Когда лекарь приступил с ножницами к бинтам, Реми открыл глаза и попытался сесть. Ученик подложил ему под спину подушки, в очередной раз напоил мятным отваром, и герцог сам подал руку Беранже. Под локоть левой подсунули очередную подушку.
- Можете не медлить, я потерплю.
- Это решительно не нужно, - покачал головой лекарь. - Вам дадут сонное питье.
- Ох, перестаньте. Лучше уберите эту дрянь с рук. Она мне порядком надоела...
- Что с вами делали, ваша милость? - Беранже склонил седую голову к плечу, словно примериваясь к предстоящей ему работе.
- Мне не сообщили, как это называется, - усмехнулся Реми. - Что-то такое, не вполне приятное... Приступайте же! Раньше начнете, быстрее увидите...
Рене вздрогнул и отвернулся, глядя в непроглядную тьму, отделенную от комнаты лишь стеклом в объятиях тонкой рамы. Если верить часам, сейчас было время вечерних сумерек; если глазам - то середина ночи, причем какой-то особенно темной, вязкой и непроглядной ночи, какие в Алларэ бывали перед штормами.
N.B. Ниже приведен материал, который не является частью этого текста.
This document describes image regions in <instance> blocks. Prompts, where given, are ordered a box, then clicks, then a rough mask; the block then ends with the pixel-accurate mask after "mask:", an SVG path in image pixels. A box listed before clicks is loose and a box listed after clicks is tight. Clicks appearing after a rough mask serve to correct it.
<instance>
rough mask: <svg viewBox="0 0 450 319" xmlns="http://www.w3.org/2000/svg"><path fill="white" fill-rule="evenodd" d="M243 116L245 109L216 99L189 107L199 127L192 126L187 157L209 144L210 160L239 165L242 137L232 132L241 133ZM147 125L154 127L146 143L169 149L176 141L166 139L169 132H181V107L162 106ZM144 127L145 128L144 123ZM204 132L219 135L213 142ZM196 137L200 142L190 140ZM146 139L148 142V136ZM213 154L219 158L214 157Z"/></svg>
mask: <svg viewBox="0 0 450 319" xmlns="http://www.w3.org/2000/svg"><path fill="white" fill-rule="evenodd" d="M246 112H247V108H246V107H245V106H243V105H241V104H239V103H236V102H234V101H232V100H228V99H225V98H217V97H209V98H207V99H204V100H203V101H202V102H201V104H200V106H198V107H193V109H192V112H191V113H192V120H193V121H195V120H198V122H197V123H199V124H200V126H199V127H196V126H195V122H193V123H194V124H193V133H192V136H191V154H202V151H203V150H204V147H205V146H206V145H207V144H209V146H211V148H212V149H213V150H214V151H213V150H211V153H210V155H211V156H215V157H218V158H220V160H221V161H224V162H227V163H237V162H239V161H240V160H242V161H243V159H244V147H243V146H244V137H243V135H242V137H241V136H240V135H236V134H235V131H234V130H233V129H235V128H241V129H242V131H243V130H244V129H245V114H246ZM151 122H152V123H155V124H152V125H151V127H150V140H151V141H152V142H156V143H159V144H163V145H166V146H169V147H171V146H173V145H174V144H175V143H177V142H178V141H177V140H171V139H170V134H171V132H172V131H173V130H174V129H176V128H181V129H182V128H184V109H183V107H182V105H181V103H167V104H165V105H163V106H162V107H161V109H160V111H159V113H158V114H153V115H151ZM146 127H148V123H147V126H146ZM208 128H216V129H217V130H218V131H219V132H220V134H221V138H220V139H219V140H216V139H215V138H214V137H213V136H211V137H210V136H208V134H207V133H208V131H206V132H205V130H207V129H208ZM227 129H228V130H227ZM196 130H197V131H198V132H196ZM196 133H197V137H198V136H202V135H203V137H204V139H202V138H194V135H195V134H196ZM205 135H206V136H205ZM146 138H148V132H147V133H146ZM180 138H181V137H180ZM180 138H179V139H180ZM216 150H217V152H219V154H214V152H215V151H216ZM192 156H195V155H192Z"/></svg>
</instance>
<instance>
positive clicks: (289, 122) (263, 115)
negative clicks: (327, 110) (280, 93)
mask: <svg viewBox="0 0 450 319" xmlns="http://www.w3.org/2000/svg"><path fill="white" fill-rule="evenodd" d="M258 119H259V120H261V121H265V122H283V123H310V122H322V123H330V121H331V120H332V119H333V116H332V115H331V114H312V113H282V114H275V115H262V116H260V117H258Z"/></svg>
За спиной происходила долгая, тихая, монотонная возня. Рене наблюдал ее отражение в стекле. Плескалась горячая вода в тазу, и от нее по всей комнате пахло травами, горько и удушливо. Мальчишка-ученик смешивал лекарство, отмеряя в щербатую миску капли из темных флаконов. Лекарь резал бинты, просил Сорена подать ему из большого саквояжа то одну блестящую вещь, то другую. Бруленец исправно помогал, молча и только слишком глубоко дыша, потом вдруг уронил что-то на пол и придушенно выбранился. Лекарь укоризненно кашлянул. Рене не выдержал, обернулся.
- ... - ругань встала поперек горла.
Обе руки, освобожденные от грязных тряпок, больше напоминали темно-багровое месиво костей и плоти, чем человеческие конечности. Красные припухлые полосы тянулись от запястий к локтям и выше.
- Да, Рене, фехтовать нам больше не придется. - Реми еще и улыбался...
- Вы правы, ваша милость, - мрачно кивнул Беранже. - Я надеюсь, мы сумеем обойтись без ампутации.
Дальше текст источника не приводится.